Edward Hopper's 1923 trip to Gloucester, Massachusetts was a pivotal moment in his career and the catalyst in the transformation of his reputation from well known illustrator and print maker to one of the greatest artists of the twentieth century. It was in the artist's colony on Cape Ann that he met Jo Nivison, his future wife, who would encourage Hopper to use watercolor, the medium that would transform his career.
When Hopper exhibited six of his 1923 Gloucester watercolors in a group show at the Brooklyn Museum that fall, he garnered critical acclaim and sold his first work since the 1913 Armory Show when the institution purchased The Mansard Roof. Buoyed by his new found success, Hopper continued to work in watercolor throughout his career. The nature of the medium allowed him a greater freedom and spontaneity and acted as a counterbalance to the more austere medium of oil painting in his ouevre.
Enchanted by the port town, Hopper returned again in the summer of 1924 when he painted Gloucester Beach, Bass Rocks. As the artist tended to eschew the town's traditionally appealing pictorial subjects, the present work is one of his few watercolors to depict a beach, which he presents as a simplified, modernist rendition of a conventional theme. Hopper uses three broad, horizontal bands of diaphanous color for the beach, water and sky, which are punctuated by the colorful, vertical forms of bathers and umbrellas.
As with all of Hopper's watercolors, light is fundamental to Gloucester Beach, Bass Rocks as are the fluidity and spontaneity of the delicate washes. Hopper's technique and practice of painting en plein air are central to the success of the work. He began with a quick pencil sketch, the remnants of which are still visible in the umbrellas, and filled it in with subtle washes to capture the luminosity and nuances of the summer sun and the warm, thin atmosphere. The dabs of rich color in the umbrellas and beach chair act as a foil for the soft, tawny sand and the ethereal, pale blue sky and add complexity to the picture. Hopper adeptly exploits his support, using exposed paper for much of the beach and highlighting it with several quick dashes of pale purple and brown washes. Similarly he leaves bare paper to denote streams of light that have slipped through the cloister of umbrellas to the left of the composition creating a pattern of sun and shadow on the three seated figures. Hopper's proficiency with watercolor combined with his subjective vision of the scene, give Gloucester Beach, Bass Rocks a lasting freshness.

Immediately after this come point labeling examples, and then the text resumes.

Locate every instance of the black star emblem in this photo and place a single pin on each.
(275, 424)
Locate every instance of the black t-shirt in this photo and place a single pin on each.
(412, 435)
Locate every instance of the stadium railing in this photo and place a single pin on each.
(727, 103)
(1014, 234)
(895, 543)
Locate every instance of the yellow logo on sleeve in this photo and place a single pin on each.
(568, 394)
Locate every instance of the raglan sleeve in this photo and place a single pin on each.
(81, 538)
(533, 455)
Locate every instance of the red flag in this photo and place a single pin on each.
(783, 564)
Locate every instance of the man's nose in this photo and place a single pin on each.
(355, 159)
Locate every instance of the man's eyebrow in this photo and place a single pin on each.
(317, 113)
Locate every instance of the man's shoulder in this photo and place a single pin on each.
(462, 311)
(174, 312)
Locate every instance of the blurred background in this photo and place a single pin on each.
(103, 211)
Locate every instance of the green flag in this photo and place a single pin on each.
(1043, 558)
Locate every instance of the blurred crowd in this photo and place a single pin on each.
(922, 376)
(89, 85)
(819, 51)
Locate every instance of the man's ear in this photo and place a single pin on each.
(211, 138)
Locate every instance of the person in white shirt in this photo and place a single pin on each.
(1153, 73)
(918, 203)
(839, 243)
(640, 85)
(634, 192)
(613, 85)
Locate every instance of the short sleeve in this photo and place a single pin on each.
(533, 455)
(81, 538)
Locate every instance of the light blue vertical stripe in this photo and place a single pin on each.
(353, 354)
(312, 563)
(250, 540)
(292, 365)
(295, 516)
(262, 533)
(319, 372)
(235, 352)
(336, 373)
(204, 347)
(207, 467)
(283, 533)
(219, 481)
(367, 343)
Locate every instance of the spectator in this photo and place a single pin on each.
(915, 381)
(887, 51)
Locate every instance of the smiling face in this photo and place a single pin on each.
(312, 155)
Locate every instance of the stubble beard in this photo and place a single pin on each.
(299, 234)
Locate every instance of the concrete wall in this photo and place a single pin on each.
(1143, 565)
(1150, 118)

Hopper chooses to paint the scene from the perspective of a distant observer. A large swath of sand separates him from the bathers, all of which have their backs turned, creating the sensation of isolation. Nascent in Gloucester Beach, Bass Rocks, this motif would pervade much of Hopper's ouevre and dominate his later works. Always the realist, Hopper also sought deeper connections, believing that, "Great art is the outward expression of an inner life in the artist, and this inner life will result in his personal vision of the world. No amount of skillful invention can replace the essential element of imagination." (as quoted in Hirschl & Adler Galleries, Inc., Edward Hopper: Early and Late, exhibition catalogue, New York, 1987, p. 7)
Throughout his career, Hopper would continue to approach traditional subject matter with a new and thoroughly modern perspective. In later trips to Gloucester and throughout the remainder of his career, he would focus a great deal of his attention on the effects of light and shadow on both human and structural forms and the power of atypical vantage points. The roots of these explorations as well as elements of his later, more abstract works, lie in his early successes in watercolor such as Gloucester Beach, Bass Rocks.